The loneliest time of my life was when I was studying abroad in Florence, Italy. I had gone abroad with the vague and romantic notions one has about living in a foreign country where anonymity is supposed to be met with serendipity. Feeling unsettled is as physical as it is metaphysical. It is much easier, of course, to believe that our discontent is caused by tangible problems we can solve—and so every next horizon you move towards is Arcadia until you get there. Every city in your future is one terrace higher until you realize you’re climbing the mount of purgatory. The abstraction of the people you’ll meet and the places you’ll be—the self-satisfying and perhaps desperate idealization of a better future—is dangerous. The ideal that is never realized, that is always out of reach, is a betrayal to self, a recurring, insoluble disappointment.

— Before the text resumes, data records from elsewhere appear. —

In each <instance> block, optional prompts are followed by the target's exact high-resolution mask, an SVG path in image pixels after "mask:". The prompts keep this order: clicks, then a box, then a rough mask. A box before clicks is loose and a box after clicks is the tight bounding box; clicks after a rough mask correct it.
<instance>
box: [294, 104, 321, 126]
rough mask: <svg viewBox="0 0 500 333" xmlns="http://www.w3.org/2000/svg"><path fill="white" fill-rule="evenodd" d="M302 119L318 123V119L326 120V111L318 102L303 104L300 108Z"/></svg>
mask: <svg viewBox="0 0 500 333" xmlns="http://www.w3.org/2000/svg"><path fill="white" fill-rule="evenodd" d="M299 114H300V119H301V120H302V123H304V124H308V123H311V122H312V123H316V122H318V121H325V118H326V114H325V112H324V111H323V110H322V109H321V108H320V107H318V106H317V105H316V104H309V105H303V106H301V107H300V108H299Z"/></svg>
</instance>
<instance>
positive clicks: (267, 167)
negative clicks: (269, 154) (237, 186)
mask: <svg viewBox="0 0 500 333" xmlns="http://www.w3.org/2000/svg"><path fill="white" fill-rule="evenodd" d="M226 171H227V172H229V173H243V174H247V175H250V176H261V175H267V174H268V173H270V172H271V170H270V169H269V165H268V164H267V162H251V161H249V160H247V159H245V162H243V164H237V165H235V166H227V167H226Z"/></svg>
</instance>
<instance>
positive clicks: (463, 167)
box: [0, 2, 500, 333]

I lived in a dark, windowless room that had only a sliver of a pathway to move through. In the morning I smothered myself with a pillow to block out the fighting screams of Paola and Leo, which was frightening at first, but for the sake of self-preservation, I came to believe that’s what Italians did—express themselves with passion that could be mistaken for fury. Even as my Italian neared fluency, I existed as a stranger in their house. The Cappios would come home from work—Leo was a train conductor, Paola a kindergarten teacher—turn on the TV, and sit at the dining table for hours, with frozen pizza, canned tuna, hot dogs with mayonnaise, and cellophane-wrapped cornetti, among other drab and depressing fare.

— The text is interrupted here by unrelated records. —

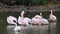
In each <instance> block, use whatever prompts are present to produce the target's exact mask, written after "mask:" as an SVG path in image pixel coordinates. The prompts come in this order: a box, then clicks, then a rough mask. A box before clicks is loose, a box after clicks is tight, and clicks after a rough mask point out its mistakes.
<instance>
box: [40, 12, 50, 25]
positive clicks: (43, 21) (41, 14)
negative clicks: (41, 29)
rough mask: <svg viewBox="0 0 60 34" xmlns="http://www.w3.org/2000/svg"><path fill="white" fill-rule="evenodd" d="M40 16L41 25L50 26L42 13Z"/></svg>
mask: <svg viewBox="0 0 60 34" xmlns="http://www.w3.org/2000/svg"><path fill="white" fill-rule="evenodd" d="M40 16H41V18H40V23H41V24H49V22H48V20H47V19H45V18H43V17H42V13H40Z"/></svg>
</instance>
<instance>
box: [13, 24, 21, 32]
mask: <svg viewBox="0 0 60 34" xmlns="http://www.w3.org/2000/svg"><path fill="white" fill-rule="evenodd" d="M14 24H15V28H14V31H15V32H18V31H21V26H17V24H16V23H14Z"/></svg>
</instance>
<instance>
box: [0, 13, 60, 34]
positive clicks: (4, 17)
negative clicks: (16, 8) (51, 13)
mask: <svg viewBox="0 0 60 34" xmlns="http://www.w3.org/2000/svg"><path fill="white" fill-rule="evenodd" d="M42 13H43V17H44V18H46V19H48V15H49V14H50V12H42ZM36 14H39V12H34V13H32V12H31V13H29V12H27V13H26V14H25V16H27V17H29V18H32V17H33V16H35V15H36ZM9 15H13V16H15V17H16V18H18V16H19V15H20V12H0V34H60V21H59V20H60V18H59V17H60V12H54V15H55V16H56V17H57V22H54V23H50V24H49V25H35V26H33V25H30V26H26V27H23V26H22V30H21V31H20V32H14V30H13V29H14V25H7V22H6V17H7V16H9Z"/></svg>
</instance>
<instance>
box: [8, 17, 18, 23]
mask: <svg viewBox="0 0 60 34" xmlns="http://www.w3.org/2000/svg"><path fill="white" fill-rule="evenodd" d="M7 22H8V24H14V23H16V22H17V19H16V18H15V17H13V16H9V17H7Z"/></svg>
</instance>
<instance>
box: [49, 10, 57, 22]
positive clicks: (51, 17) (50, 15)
mask: <svg viewBox="0 0 60 34" xmlns="http://www.w3.org/2000/svg"><path fill="white" fill-rule="evenodd" d="M49 19H50V21H51V22H54V21H56V20H57V18H56V16H55V15H53V12H52V10H51V14H50V15H49Z"/></svg>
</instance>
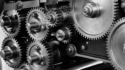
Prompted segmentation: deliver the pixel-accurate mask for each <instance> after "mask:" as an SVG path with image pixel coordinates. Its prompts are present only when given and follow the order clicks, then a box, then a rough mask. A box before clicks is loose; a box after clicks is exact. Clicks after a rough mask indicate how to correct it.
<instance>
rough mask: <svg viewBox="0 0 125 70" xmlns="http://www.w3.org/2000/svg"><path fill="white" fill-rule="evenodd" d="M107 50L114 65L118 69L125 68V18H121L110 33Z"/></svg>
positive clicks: (113, 65) (111, 60)
mask: <svg viewBox="0 0 125 70" xmlns="http://www.w3.org/2000/svg"><path fill="white" fill-rule="evenodd" d="M107 50H108V55H109V58H110V59H111V63H112V65H113V66H114V67H115V68H116V69H117V70H124V69H125V53H124V50H125V18H122V19H120V20H119V21H118V22H117V24H116V26H115V27H114V28H113V29H112V31H111V33H110V34H109V37H108V41H107Z"/></svg>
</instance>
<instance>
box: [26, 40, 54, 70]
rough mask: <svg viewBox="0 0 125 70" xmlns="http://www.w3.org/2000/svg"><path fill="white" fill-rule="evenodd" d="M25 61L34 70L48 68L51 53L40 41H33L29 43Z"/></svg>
mask: <svg viewBox="0 0 125 70" xmlns="http://www.w3.org/2000/svg"><path fill="white" fill-rule="evenodd" d="M27 61H28V63H29V64H30V65H31V66H32V68H34V69H36V70H49V69H51V68H52V65H51V64H52V54H51V53H50V50H48V48H47V47H45V46H44V45H43V44H42V43H40V42H34V43H31V44H30V45H29V47H28V50H27Z"/></svg>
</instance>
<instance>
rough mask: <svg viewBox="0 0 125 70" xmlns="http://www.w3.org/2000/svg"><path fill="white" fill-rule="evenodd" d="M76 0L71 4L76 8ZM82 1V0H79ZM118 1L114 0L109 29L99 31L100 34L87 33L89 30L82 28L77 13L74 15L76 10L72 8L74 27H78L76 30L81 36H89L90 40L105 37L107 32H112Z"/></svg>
mask: <svg viewBox="0 0 125 70" xmlns="http://www.w3.org/2000/svg"><path fill="white" fill-rule="evenodd" d="M75 1H76V0H73V1H71V3H72V4H71V5H72V7H73V8H74V4H75V3H74V2H75ZM79 1H80V0H79ZM116 2H117V1H116V0H112V11H113V12H112V22H111V25H110V27H109V26H108V27H109V28H108V29H105V30H104V31H103V32H101V33H98V34H91V33H87V32H85V31H84V30H82V29H81V28H80V25H79V23H77V20H76V18H75V15H74V10H72V12H71V13H72V17H73V19H74V28H75V29H76V31H77V32H78V33H79V34H80V35H81V36H83V37H85V38H87V39H90V40H97V39H100V38H102V37H104V36H105V35H106V34H108V33H109V32H110V30H111V28H112V27H113V24H114V20H115V14H116V7H117V6H116V5H117V3H116Z"/></svg>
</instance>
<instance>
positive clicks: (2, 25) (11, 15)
mask: <svg viewBox="0 0 125 70" xmlns="http://www.w3.org/2000/svg"><path fill="white" fill-rule="evenodd" d="M1 18H2V19H1V27H2V28H3V30H4V32H5V34H7V35H8V36H10V37H15V36H16V35H17V34H18V33H19V31H20V26H21V23H20V16H19V14H18V12H17V11H16V10H9V11H3V13H2V15H1Z"/></svg>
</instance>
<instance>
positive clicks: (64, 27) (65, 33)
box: [56, 25, 72, 44]
mask: <svg viewBox="0 0 125 70" xmlns="http://www.w3.org/2000/svg"><path fill="white" fill-rule="evenodd" d="M71 36H72V30H71V29H70V26H67V25H66V26H64V27H62V28H61V29H59V30H57V32H56V38H57V40H58V41H61V42H63V43H64V44H67V43H69V42H70V40H71Z"/></svg>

I remember this time distinctly as a counterpoint—a time I never want to return to. My melancholy existence clarified the forms of nourishment my soul requires, as well as the things that were merely false idols—wayward romantic notions of fulfillment. As the latter category grew, so my notions of the ‘the good life’ dissolved. Growing up requires this dissolution. Maturity, it seems, is letting go your false ideals of what constitutes goodness, joy, and meaning; sometimes letting go is not enough; sometimes these ideals are erased by their impossibility; absence and negative space are epiphanies of their own. Living abroad, in the land of Italian men and good food (not in my household) and the most incredible art and olive oil, gave me little joy in the absence of community. Majestic churches and azure waters, smoked mozzarella and supple leather, were little consolation for an empty spiritual life. I was looking for all the wrong things.

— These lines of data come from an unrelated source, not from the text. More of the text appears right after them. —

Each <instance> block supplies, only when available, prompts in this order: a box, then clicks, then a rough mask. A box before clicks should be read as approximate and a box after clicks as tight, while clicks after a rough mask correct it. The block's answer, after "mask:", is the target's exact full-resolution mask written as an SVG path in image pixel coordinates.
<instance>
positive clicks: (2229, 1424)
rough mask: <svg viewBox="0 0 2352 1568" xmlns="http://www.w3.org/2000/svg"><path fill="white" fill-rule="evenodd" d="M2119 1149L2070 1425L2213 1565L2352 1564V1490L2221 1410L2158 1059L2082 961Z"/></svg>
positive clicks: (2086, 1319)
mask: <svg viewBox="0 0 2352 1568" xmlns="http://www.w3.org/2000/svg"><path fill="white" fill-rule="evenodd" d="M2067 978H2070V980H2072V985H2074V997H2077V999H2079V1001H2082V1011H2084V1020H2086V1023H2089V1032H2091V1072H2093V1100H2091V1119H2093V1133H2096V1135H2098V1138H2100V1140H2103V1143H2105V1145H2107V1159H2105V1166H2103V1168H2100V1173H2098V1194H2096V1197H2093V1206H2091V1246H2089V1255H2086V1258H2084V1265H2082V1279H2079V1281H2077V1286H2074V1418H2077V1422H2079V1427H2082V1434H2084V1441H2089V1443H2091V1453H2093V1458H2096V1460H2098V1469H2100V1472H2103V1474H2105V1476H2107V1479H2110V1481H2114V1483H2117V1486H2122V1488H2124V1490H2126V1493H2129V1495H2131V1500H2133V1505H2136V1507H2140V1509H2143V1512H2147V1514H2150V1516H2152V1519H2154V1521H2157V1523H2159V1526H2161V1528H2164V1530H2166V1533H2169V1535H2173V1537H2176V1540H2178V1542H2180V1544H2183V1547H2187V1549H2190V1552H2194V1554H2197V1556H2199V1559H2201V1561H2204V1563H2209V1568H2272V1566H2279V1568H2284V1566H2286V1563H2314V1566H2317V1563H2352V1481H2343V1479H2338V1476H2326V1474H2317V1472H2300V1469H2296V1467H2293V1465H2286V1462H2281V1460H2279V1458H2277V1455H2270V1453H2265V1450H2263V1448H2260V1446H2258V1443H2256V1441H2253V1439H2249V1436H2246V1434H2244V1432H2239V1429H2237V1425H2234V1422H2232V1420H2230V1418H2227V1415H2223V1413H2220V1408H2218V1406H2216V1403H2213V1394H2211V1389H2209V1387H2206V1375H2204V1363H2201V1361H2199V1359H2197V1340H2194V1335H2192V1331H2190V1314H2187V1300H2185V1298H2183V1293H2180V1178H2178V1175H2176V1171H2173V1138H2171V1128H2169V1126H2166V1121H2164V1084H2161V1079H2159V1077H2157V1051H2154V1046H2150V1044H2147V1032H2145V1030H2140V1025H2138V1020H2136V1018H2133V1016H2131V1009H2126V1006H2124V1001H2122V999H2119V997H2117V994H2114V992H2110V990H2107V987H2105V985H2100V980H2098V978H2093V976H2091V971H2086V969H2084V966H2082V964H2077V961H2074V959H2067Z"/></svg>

I write about this time in my life to help myself understand why I am so in love with my community now. The contrast of darker times brings my current friendships and rhythms into relief. All of this is sentimental, I cannot help it. Sometimes sentimentality is a byproduct of gratitude, the overwhelm of abundance, a gift of grace, not of my own doing. I have little to boast about, for I know how fleeting and how fragile relationships can be. One day a solid communion—only joy and purity and the feeling of eternity—and the next, all gone, people leaving, people changing.
But if I were to tell you how joy has punctuated my life, I would tell you (head buried in the most saccharine nostalgia) of the fires that burned in the wake of communion with the people I love. There is nothing subtle, nuanced, or complex about any of this. These fires have blazed, not in embers but in the wild; not sparks over kindling but in revelatory floods. I cannot temper the simple and child-like joy of sitting around a table with people I love, celebrating our lives together, filling our bodies and our souls; indefensible against our excessive appetites and our over-sized hearts. I have put off writing about what gives me so much life and vigor for fear that I would trivialize joy; that this love letter I daily compose in my head would be so achingly cloying that you would think I have no grief in my life, no capacity for deep sorrows, no recognition of brokenness. My own soaring joy scares me even as it spills over. I swallow it back down lest my joy is robbed from me. See, I can only talk around it; I admit, I am swimming in sentimentality.
On Tuesday evening, there were peaches, honeycomb, truffled cheese, bread, homemade plum and peach jam; sweet harissa carrots on a bed of basil, mushroom risotto dotted with peas, golden cauliflower steaks lined up on a tray, piles of red and green vegetables shimmering in a wooden nest. The west-facing sun beamed its harsh light through the windows, casting our bodies and faces into chiaroscuro. We sat down to eat, knowing that in the hours to come, we would not be searching for anything beyond what we had here; that our desires were not stretched beyond this table, but that we had found meaning in existing together, caring for one another, knowing each other, being in the folds of each other’s lives. I should not speak for everyone, but the feelings that moved me that night were so large that they felt communal, and were so large because they seemed to be experienced by everyone, collectively.
When we gather like this, we forget the abstract desires that grow out of what we think we don’t have, and we meet as we are. Time stops. Candles are lit and blown out; fires glow and then pass into darkness. The peril of joy is its transience, but that is not a good reason for not cherishing it, for remembering it.
In my sleep I am humming paeans to sanctify these ordinary moments of light. Winged joy surprised by its own flight, barreling through inevitable darkness.
Thank you God for this family of mine.